You are trying to replace steel so giving up quite a bit in material stiffness. You will need to get your "I & J" up to equal a smaller diameter steel bar. This can lead to size issues.
Built carbon bars for the factory Viper GTS cars several years ago. These where over 2" OD. Not an option on a street vehicle. Bar was manufactured by laying up uni-directional pre-preg carbon fiber over a bladder to the shape of the finished bar. This lay-up was mostly +/-45° through the center then some logitudinal fiber in the return ends. Once lay-up, placed in a female cavity mold, clamped in a heated press then the bladder was pressurized to consolidate the laminate against the mold walls. Worked great but was slow and expensive to build.
Hope this helps,
Steve
RE: Composite Sway-Bar Design and Manufacturing
Usually when I have had to design ARB's (american: swaybars), I have had to iterate with mmaterial, motion ratio's, wall thicknesses, diameters and lengths of the bar.
I try to achieve a desired stiffness at the wheel from the ARB, with the restriction that the wheel movement is finite.
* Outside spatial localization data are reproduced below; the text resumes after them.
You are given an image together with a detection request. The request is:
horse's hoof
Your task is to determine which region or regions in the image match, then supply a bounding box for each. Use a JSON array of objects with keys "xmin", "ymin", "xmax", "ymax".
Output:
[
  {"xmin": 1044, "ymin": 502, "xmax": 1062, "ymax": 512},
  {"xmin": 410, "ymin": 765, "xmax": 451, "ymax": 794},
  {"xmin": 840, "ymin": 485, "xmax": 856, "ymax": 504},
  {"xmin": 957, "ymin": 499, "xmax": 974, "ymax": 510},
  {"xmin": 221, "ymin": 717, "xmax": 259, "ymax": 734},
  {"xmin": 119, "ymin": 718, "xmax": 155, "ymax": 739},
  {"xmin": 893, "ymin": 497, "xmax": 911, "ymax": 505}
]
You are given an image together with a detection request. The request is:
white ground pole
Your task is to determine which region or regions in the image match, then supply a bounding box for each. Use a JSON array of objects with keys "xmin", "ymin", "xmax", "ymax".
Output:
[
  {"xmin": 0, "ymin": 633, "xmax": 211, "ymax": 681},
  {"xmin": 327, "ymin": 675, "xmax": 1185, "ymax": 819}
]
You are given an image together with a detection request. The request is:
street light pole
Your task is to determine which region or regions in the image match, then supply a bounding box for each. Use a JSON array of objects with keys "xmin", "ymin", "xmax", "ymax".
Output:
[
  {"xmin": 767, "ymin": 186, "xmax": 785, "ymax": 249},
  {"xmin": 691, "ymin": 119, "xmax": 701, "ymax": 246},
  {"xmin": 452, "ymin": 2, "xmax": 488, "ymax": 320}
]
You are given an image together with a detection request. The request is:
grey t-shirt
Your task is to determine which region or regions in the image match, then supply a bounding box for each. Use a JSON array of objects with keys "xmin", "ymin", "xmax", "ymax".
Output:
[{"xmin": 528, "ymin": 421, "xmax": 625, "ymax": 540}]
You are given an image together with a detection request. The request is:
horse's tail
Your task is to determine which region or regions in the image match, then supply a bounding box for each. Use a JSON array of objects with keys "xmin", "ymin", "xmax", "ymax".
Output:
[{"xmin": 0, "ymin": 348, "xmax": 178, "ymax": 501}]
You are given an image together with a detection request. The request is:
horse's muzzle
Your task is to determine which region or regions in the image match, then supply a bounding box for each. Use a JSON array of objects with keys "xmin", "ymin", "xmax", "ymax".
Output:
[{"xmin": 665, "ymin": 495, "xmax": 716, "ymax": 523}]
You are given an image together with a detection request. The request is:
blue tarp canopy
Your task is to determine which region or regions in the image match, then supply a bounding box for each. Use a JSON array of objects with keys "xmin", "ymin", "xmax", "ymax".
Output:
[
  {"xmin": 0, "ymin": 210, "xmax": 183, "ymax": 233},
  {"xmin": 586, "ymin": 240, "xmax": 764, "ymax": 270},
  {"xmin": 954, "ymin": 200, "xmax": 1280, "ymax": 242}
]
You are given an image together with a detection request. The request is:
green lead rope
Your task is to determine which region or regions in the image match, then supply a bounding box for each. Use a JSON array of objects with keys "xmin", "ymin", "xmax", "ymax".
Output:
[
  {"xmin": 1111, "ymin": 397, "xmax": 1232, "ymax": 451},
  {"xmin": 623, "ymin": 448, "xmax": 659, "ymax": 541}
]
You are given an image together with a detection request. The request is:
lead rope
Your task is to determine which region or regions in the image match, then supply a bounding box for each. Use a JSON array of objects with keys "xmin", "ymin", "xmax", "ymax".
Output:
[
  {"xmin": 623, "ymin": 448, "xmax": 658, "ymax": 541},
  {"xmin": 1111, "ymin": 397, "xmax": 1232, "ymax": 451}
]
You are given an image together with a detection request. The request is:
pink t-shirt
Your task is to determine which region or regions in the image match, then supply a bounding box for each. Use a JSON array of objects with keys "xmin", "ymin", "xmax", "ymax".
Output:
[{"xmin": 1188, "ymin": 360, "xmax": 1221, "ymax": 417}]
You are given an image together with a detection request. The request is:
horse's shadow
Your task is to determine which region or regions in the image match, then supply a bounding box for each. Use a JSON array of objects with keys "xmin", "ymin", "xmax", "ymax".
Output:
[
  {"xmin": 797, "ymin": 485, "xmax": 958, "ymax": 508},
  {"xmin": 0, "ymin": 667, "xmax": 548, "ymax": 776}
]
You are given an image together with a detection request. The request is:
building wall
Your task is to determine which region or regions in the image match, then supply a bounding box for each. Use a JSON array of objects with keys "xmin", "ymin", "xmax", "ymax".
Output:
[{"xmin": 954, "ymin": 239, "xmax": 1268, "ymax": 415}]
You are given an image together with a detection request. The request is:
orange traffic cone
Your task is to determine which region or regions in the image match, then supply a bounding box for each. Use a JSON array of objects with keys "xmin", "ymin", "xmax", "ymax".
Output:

With this you play around with the dimensions and materials to make sure you have the desired stiffness without yielding the metal.
If you are looking for a straight swap, I think you may find it hard to get the ARB soft enough. i.e. generally a metal ARB will twist through a large angle with it's motion ratio to the wheel, and also the wheel generally tends to go through a large movement, even on open wheelers.